愛する皆さん、あなただけが学び、あなただけが歌える歌があるのです。各節は神がして下さった奇蹟で満ちているでしょう。このワーシップはすばらしい御父の救いの力ある恵みの証しであり、私たちの神の体験から立ち上る麗しい香りです。あなたはこのような歌を歌っていますか? これこそあなたが生きる理由であり、あなただけにしか歌えない歌なのです。

 

すべての国々の人々が来る

 

しかしあと一つ私たちが学ぶべきテーマがあり、そのメッセージは黙示録15:3、4に書かれています。

「彼らは、神のしもべモーセの歌と小羊の歌とを歌って言った。

『あなたのみわざは偉大であり、驚くべきものです。主よ。万物の支配者である神よ。あなたの道は正しく、真実です。もろもろの民の王よ。主よ。だれかあなたを恐れず、御名を誉めたたえない者があるでしょうか。ただあなただけが、聖なる方です。すべての国々の民は来て、あなたの御前にひれ伏します。あなたの正しいさばきが、明らかにされたからです。』」

 

愛する皆さん、この言葉の中には非常に多くの事が含まれていますので、ここですべてを語ることはできません。しかし選ばれた者たちには伴っている神の働きがあるのです。即ちそれは、偉大で驚くべき力が現れること、そして、正しいさばき、これが明らかにされたのです。「弱々しい終末の教会」としか見えない人たちに申し上げます。これ等の神の働きが来て国々を揺り動かし、「国々の人たち」は「来てひれ伏す」のです。

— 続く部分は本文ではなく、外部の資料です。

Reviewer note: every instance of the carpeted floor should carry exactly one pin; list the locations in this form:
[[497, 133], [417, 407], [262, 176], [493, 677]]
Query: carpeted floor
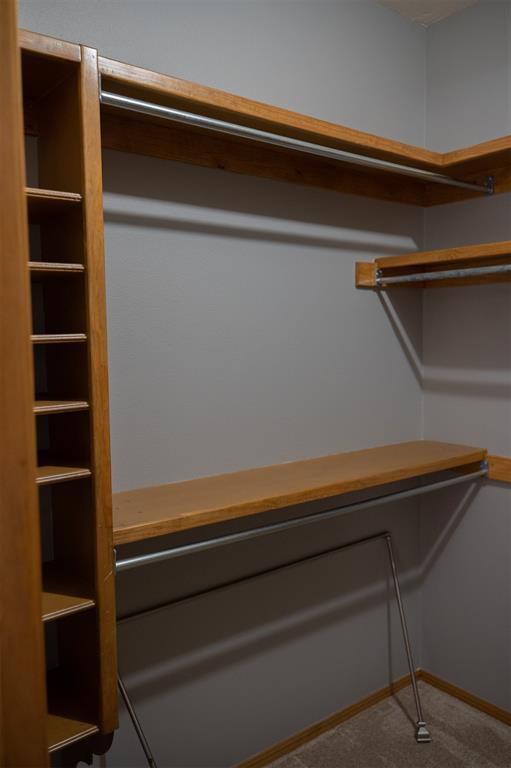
[[383, 737]]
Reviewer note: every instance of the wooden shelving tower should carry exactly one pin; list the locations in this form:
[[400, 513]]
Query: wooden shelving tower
[[70, 401]]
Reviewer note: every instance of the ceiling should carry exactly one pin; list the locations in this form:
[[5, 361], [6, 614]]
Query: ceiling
[[427, 12]]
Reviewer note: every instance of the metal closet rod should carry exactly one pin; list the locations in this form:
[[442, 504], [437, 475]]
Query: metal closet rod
[[171, 553], [446, 274], [243, 131]]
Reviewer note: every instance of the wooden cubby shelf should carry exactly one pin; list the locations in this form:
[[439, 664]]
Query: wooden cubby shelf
[[49, 474], [42, 269], [43, 202], [372, 274], [58, 338], [59, 597], [155, 511], [46, 407], [63, 731]]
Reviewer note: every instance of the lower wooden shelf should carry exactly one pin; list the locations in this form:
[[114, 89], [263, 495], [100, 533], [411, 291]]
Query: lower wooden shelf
[[163, 509], [63, 731]]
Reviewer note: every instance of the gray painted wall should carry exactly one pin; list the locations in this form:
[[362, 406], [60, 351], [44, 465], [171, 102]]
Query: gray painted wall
[[467, 370], [237, 339]]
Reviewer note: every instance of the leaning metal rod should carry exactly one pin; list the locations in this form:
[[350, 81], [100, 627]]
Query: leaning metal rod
[[422, 734], [447, 274], [151, 762], [200, 546], [275, 139]]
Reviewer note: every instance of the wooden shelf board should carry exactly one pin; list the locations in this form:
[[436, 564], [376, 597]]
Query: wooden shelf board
[[480, 255], [60, 597], [48, 474], [57, 338], [48, 202], [155, 137], [50, 268], [155, 511], [44, 407], [63, 731]]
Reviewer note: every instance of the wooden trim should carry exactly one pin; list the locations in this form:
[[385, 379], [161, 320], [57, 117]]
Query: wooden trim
[[23, 738], [98, 372], [285, 747], [500, 468], [322, 726], [468, 698], [48, 46]]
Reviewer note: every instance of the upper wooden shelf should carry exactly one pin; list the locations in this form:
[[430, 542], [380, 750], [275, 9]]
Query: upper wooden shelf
[[155, 511], [154, 136], [382, 272], [131, 132]]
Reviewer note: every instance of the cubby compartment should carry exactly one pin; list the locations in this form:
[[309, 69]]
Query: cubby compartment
[[63, 444], [67, 549], [72, 679], [58, 304], [61, 377]]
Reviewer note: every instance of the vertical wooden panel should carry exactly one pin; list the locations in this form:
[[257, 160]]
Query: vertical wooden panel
[[22, 682], [94, 249]]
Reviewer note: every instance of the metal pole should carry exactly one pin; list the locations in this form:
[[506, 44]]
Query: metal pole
[[200, 546], [422, 734], [278, 140], [136, 724], [447, 274]]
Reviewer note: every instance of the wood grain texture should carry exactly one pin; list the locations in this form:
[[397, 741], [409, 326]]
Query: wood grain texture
[[365, 274], [22, 679], [98, 377], [312, 732], [48, 46], [458, 257], [447, 256], [471, 164], [45, 407], [158, 510], [469, 698], [172, 91], [206, 149], [499, 468], [49, 474], [63, 731]]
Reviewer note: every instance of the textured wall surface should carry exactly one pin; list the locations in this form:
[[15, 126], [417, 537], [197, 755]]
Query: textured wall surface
[[467, 371]]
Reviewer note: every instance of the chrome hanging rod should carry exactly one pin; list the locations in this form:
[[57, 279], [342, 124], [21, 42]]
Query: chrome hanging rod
[[448, 274], [232, 538], [245, 132]]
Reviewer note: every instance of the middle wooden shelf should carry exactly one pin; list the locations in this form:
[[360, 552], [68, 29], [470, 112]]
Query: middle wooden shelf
[[154, 511], [460, 265]]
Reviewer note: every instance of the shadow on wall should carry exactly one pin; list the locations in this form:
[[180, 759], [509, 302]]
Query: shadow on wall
[[341, 221], [199, 637]]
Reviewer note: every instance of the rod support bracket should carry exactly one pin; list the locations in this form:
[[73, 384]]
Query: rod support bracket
[[422, 735]]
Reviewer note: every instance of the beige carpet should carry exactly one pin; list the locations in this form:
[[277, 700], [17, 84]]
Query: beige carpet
[[383, 737]]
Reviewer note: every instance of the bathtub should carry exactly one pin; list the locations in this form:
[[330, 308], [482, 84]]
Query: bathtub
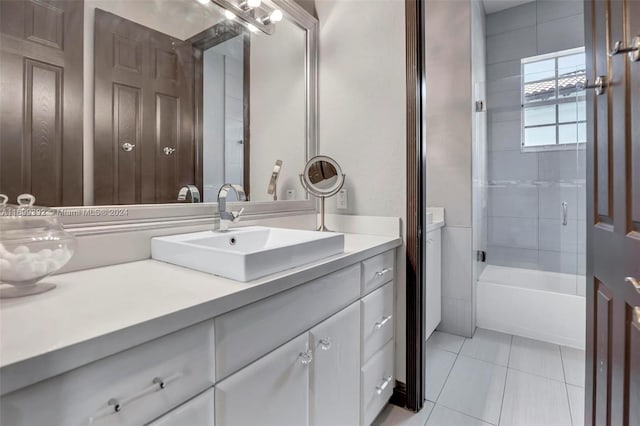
[[541, 305]]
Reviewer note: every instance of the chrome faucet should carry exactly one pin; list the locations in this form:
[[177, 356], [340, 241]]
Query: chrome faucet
[[189, 189], [226, 218]]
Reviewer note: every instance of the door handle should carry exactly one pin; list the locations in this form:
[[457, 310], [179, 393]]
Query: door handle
[[127, 147], [599, 86], [633, 50], [634, 282]]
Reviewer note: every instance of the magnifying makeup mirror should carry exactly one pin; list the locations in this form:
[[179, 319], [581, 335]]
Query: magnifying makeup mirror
[[273, 183], [322, 178]]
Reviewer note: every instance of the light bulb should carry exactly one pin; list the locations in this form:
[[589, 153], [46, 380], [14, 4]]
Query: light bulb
[[276, 16]]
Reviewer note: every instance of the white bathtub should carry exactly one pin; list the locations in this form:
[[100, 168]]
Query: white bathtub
[[541, 305]]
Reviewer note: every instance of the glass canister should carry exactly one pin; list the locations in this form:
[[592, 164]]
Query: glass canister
[[33, 245]]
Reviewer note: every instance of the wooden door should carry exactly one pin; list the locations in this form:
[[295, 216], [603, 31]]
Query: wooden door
[[41, 100], [335, 370], [144, 147], [272, 391], [613, 207]]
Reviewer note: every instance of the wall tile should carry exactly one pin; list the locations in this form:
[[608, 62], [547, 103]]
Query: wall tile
[[456, 317], [454, 194], [456, 263], [495, 116], [554, 236], [556, 261], [512, 45], [511, 19], [513, 257], [506, 83], [505, 69], [504, 135], [556, 166], [513, 232], [512, 166], [551, 198], [549, 10], [504, 99], [513, 201], [561, 34]]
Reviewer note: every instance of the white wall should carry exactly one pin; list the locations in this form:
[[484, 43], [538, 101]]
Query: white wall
[[363, 115], [278, 115]]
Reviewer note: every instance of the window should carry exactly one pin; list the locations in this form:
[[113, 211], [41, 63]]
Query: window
[[553, 100]]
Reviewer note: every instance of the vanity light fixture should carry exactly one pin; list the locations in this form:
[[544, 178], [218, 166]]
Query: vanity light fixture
[[250, 4], [245, 11], [273, 17]]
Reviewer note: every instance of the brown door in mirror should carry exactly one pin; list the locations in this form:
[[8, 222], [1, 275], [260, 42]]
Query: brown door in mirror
[[144, 146], [613, 208], [41, 100]]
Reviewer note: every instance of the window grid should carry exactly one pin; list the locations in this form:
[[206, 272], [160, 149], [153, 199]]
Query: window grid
[[557, 100]]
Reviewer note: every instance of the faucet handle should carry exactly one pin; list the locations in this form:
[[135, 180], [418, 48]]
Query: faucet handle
[[236, 215]]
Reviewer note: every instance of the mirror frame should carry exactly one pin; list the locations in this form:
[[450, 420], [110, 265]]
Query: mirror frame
[[91, 220]]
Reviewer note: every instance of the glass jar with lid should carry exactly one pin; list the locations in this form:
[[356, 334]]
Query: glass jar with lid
[[33, 245]]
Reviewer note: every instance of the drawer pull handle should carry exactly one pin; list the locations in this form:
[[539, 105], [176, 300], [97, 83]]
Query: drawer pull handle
[[384, 271], [158, 381], [116, 405], [325, 344], [384, 320], [306, 357], [382, 386]]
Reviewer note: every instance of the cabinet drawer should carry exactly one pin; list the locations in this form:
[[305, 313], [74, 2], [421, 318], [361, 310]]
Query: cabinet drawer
[[377, 320], [377, 271], [273, 391], [181, 364], [377, 383], [196, 412], [244, 335]]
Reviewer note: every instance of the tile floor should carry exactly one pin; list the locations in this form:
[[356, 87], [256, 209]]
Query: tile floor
[[497, 379]]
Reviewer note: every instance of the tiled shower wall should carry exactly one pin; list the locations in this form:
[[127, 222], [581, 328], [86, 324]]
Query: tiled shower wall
[[526, 189]]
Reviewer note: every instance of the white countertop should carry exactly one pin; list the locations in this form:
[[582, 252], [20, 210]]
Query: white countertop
[[98, 312]]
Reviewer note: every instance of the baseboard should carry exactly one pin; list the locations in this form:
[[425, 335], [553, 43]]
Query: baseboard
[[399, 396]]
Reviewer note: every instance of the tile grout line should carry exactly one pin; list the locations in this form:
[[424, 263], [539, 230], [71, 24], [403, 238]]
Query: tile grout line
[[506, 376], [566, 389]]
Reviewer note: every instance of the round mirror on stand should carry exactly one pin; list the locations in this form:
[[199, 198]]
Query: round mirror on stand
[[322, 178]]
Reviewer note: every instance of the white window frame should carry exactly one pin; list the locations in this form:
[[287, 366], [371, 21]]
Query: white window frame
[[557, 101]]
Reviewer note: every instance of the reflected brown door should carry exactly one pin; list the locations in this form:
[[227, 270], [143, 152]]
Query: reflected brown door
[[41, 100], [144, 122], [613, 235]]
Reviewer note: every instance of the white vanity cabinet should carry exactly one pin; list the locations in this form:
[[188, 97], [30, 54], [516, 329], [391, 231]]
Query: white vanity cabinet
[[195, 412], [272, 391], [335, 378], [319, 353], [433, 281]]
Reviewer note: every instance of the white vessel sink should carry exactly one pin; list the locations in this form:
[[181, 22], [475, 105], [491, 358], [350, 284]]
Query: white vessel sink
[[245, 254]]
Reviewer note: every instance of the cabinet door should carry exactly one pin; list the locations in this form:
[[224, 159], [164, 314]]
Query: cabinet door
[[433, 282], [195, 412], [335, 370], [272, 391]]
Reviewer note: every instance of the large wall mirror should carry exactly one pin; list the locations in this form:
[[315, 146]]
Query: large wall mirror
[[111, 102]]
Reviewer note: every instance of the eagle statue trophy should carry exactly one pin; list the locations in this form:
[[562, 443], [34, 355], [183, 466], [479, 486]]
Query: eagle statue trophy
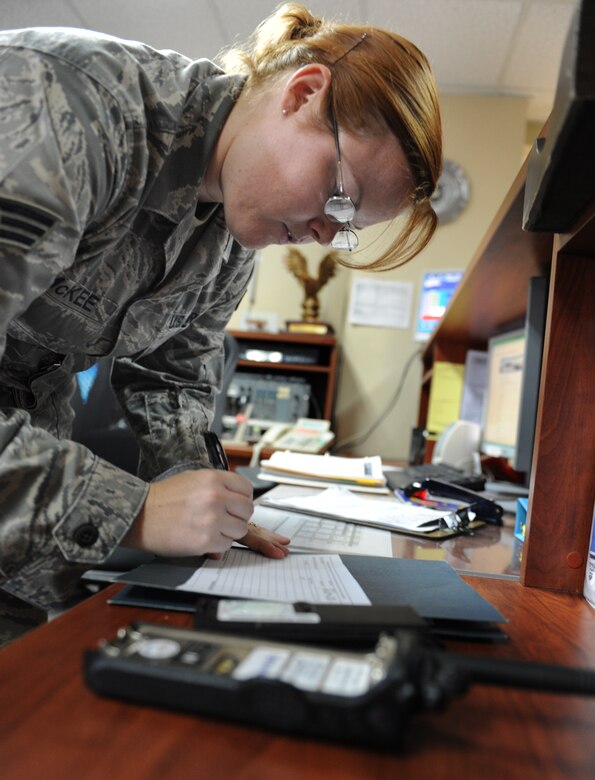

もし私たちが「 終末の贖なわれた者たち」を満たすワーシップと同じワーシップをすることができるならば、私たちは「国々が神のもとに来るヴィジョン」を得るに違いありません。愛する皆さん、キリストに従う者たちはモーセと主について歌うだけではありません。彼らはまさにモーセの心を満たした歌そのものを歌うのであり、それは小羊ご自身が歌っておられる歌であり、それは国々が神のもとに来る歌であるのです。

ミリヤムは「(主は)馬と乗り手とを海の中に投げ込まれた(出エジプト15:21)」と歌いました。しかしモーセは違う歌を歌っていました。私たちがイエスのことを歌うのは確かに適切なことです。しかし人類の罪のために神がいけにえとされた小羊は違う歌を歌うのです。モーセとイエスの心を満たしていたヴィジョンを見て下さい。それは「すべての国々が来て神の御前にひれ伏す」ことです。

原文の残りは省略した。